Nie wiem czemu ale miałem złe przeczucia. Otworzyłem drzwi i aż zaniemówiłem. Przetarłem
oczy żeby się upewnić czy wyobraźnia nie płata mi figli. Jednak ona tu stała. Pół
metra ode mnie. Była jak zawsze piękna. Długie blond włosy. Niebieskie oczy. Jak
zwykle miała na sobie sukienkę. Tym razem w kwiaty bez ramiączek. Na to beżowy
sweterek z rękawami ¾. Dobrze znalem tą sukienkę dostała ją ode mnie w ramach
naszego pożegnania. Pierwszy raz ją w niej widziałem. Wyglądała przeuroczo.

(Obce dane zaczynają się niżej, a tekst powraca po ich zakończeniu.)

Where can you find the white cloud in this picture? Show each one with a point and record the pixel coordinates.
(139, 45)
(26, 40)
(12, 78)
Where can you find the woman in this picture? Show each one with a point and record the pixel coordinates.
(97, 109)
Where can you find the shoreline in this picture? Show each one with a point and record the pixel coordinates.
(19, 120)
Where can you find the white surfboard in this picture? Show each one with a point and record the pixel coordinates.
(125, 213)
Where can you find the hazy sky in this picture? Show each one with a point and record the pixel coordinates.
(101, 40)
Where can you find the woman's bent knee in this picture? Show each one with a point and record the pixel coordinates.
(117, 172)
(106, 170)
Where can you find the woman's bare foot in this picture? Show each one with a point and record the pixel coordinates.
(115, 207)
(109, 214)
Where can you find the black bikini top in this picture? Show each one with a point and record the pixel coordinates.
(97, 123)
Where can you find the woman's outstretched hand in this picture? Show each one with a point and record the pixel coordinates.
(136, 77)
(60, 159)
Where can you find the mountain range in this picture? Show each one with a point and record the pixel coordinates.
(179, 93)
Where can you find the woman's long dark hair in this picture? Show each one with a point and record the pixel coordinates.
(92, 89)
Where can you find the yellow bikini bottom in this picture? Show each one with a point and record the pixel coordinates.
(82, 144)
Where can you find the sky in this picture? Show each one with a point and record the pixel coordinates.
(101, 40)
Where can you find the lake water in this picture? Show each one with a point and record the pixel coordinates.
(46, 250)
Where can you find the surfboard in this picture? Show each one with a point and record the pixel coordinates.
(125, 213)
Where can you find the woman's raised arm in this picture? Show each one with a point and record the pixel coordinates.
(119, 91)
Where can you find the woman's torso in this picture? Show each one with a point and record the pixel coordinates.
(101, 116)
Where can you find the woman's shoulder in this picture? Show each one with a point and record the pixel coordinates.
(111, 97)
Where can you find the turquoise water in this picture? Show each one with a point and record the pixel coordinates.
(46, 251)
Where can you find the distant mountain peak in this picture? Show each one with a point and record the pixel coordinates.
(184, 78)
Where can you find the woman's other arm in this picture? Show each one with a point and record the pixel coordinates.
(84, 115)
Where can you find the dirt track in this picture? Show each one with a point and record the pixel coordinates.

-Kim. Co ty tu robisz?- zapytałem szczerze zdziwiony.
-Lou musimy porozmawiać. A raczej przyjechałam tylko po to
żeby ci coś ważnego powiedzieć.-zaczęłam nawet na mnie nie patrząc. Zacząłem się
denerwować. Mówila takim poważnym i stanowczym tonem.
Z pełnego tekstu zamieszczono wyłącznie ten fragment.